Those who regularly follow art headlines have probably seen now that Michikawa Shozo had been attending an ArtCeram exhibition in April. While this is certainly big news for those who are familiar with Michikawa’s work, those who might not be as familiar with it may not realize just why this is so important. Regardless, it’s really nice to see an artist like this make ceramic work so accessible to European audiences.

Back in 2008 Michikawa’s work was exhibited at the Clara Scremini Gallery in Paris, and it’s also been seen at the Galerie Besson in both France and the United Kingdom. He was originally born in Hokkaido in 1953 and graduated from Aoyama Gakuin University in 1975. He ended up focusing primarily on ceramic work in places like Aichi and Seto, though his work has been seen worldwide.

In fact, as well as Japan he’s been viewed quite often in the United States, the Philippines and in Mongolia. Michikawa is something of an international celebrity when it comes to ceramic art fans.

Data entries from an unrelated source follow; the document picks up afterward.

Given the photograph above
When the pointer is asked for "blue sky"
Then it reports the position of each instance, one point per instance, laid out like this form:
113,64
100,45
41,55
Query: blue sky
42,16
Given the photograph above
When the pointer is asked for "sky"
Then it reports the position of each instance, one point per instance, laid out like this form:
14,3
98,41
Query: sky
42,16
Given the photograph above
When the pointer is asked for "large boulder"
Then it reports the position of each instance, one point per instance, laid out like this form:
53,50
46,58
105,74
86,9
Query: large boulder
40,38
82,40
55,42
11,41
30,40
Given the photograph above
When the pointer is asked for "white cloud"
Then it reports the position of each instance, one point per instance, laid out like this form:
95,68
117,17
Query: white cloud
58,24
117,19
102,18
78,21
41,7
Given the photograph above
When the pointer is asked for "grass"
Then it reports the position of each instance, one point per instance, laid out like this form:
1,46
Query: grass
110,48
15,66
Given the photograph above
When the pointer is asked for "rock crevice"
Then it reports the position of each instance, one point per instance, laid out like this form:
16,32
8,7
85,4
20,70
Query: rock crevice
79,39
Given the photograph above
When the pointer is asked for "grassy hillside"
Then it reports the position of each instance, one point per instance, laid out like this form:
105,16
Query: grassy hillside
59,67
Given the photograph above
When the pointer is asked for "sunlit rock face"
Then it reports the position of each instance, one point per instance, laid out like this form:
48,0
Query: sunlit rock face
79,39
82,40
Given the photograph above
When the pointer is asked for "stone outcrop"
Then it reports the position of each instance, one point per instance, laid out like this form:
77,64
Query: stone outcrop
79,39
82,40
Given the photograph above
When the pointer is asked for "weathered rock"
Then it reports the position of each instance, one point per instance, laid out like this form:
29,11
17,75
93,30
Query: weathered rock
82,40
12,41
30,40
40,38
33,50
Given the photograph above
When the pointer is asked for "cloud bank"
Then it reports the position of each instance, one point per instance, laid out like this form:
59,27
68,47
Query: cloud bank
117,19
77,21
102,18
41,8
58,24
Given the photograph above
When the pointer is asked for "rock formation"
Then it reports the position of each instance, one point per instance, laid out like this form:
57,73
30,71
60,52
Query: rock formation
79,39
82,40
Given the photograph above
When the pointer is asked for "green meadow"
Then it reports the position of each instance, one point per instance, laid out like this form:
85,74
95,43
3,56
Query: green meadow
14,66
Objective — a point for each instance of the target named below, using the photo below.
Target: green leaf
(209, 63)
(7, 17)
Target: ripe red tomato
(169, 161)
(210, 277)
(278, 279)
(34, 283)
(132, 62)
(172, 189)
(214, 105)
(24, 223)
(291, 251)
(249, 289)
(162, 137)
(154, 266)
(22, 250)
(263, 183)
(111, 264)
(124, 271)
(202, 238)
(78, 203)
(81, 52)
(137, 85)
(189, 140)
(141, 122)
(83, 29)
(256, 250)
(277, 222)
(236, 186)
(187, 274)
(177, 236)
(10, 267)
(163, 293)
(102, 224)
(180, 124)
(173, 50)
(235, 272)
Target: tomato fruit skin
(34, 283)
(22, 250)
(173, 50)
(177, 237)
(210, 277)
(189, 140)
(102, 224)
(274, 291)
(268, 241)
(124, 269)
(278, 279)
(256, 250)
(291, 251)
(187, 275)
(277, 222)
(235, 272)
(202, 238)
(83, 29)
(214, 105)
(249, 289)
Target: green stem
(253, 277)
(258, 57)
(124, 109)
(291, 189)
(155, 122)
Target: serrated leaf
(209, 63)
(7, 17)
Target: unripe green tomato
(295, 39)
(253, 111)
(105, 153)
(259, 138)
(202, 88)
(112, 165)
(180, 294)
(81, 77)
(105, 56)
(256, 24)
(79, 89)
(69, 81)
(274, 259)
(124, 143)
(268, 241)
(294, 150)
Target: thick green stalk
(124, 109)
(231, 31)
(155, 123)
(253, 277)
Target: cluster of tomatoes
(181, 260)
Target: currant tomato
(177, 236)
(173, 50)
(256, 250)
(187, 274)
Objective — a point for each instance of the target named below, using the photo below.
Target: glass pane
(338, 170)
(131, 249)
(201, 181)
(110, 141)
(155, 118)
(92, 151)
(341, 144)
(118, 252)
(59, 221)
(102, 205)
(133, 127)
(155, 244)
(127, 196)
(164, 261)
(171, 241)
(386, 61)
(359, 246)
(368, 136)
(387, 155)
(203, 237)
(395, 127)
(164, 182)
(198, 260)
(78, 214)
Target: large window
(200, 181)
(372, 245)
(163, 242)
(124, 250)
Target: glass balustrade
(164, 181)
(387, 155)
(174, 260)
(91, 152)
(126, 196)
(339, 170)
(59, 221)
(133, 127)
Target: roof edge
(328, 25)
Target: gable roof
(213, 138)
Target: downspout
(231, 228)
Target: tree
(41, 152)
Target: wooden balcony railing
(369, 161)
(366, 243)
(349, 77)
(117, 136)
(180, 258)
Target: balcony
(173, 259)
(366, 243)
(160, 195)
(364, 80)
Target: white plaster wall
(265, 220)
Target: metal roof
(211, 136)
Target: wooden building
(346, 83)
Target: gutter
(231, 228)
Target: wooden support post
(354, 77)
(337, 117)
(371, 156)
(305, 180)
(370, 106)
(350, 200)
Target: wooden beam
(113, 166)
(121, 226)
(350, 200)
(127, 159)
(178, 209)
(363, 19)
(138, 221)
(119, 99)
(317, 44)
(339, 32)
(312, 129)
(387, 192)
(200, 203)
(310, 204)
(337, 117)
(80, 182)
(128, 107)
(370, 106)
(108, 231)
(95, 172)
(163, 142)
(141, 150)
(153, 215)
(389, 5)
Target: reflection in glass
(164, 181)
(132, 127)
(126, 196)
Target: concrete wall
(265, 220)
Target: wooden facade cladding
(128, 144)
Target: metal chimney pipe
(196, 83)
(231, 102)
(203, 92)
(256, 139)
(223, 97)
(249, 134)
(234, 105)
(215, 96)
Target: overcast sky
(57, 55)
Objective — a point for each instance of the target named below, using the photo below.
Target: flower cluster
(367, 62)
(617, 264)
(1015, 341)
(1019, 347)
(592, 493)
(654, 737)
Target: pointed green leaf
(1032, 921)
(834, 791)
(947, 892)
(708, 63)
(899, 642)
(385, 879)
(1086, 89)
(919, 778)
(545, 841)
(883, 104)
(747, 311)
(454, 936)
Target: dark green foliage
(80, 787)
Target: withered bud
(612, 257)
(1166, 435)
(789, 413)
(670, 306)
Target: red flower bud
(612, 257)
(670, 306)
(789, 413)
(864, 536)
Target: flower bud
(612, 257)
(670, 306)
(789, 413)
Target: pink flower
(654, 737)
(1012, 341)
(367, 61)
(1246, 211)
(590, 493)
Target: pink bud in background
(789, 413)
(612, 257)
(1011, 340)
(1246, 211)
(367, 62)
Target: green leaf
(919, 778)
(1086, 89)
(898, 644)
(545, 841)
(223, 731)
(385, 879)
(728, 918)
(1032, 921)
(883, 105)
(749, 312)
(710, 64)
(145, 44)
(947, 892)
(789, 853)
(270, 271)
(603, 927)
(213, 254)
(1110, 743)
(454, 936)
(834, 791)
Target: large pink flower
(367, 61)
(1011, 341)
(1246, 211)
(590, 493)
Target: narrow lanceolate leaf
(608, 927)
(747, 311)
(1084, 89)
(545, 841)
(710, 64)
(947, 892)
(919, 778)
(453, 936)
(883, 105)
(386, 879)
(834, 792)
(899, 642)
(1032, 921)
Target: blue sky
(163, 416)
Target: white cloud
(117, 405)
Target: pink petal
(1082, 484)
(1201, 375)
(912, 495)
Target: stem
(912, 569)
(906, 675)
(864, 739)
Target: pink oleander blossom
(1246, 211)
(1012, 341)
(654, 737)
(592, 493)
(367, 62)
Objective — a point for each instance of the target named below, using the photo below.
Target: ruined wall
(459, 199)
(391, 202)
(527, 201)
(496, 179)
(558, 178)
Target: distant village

That being said, he’s been rather approachable in spite of all this.

For instance, he held workshops at the Technical University of Philippines and at the Mongolia Art College, which allowed people to get closer to his art than they otherwise would have been able to. That’s pretty impressive when it comes down to it.

Perhaps the most impressive aspect is the wide variety of different styles that he works with. Beni kohiki, kohiki, tanka, two types of ash glazes and iron mat glazes are all media that the artist has worked with. For that matter, he’s also been involved with making a variety of different types of objects too.

He’s put incense burners, vases, bowls, tea bowls, lids and mizusashi on display. In fact, these were all placed on display at a single solo exhibition in China back in July 2005. The artist has become well known for his eclectic work, but hasn’t made himself into a jack-of-all-trades. He still works with skillful ceramic processes regardless of what it is that he’s making.

Judging by how he describes his work it could be suggested that the artist finds shaping clay to be a spiritual process. Few things cleanse the soul as much as creating something from nothing, but observing the work in question might help those who aren’t creators in their own right to adopt some of Michikawa’s outlook.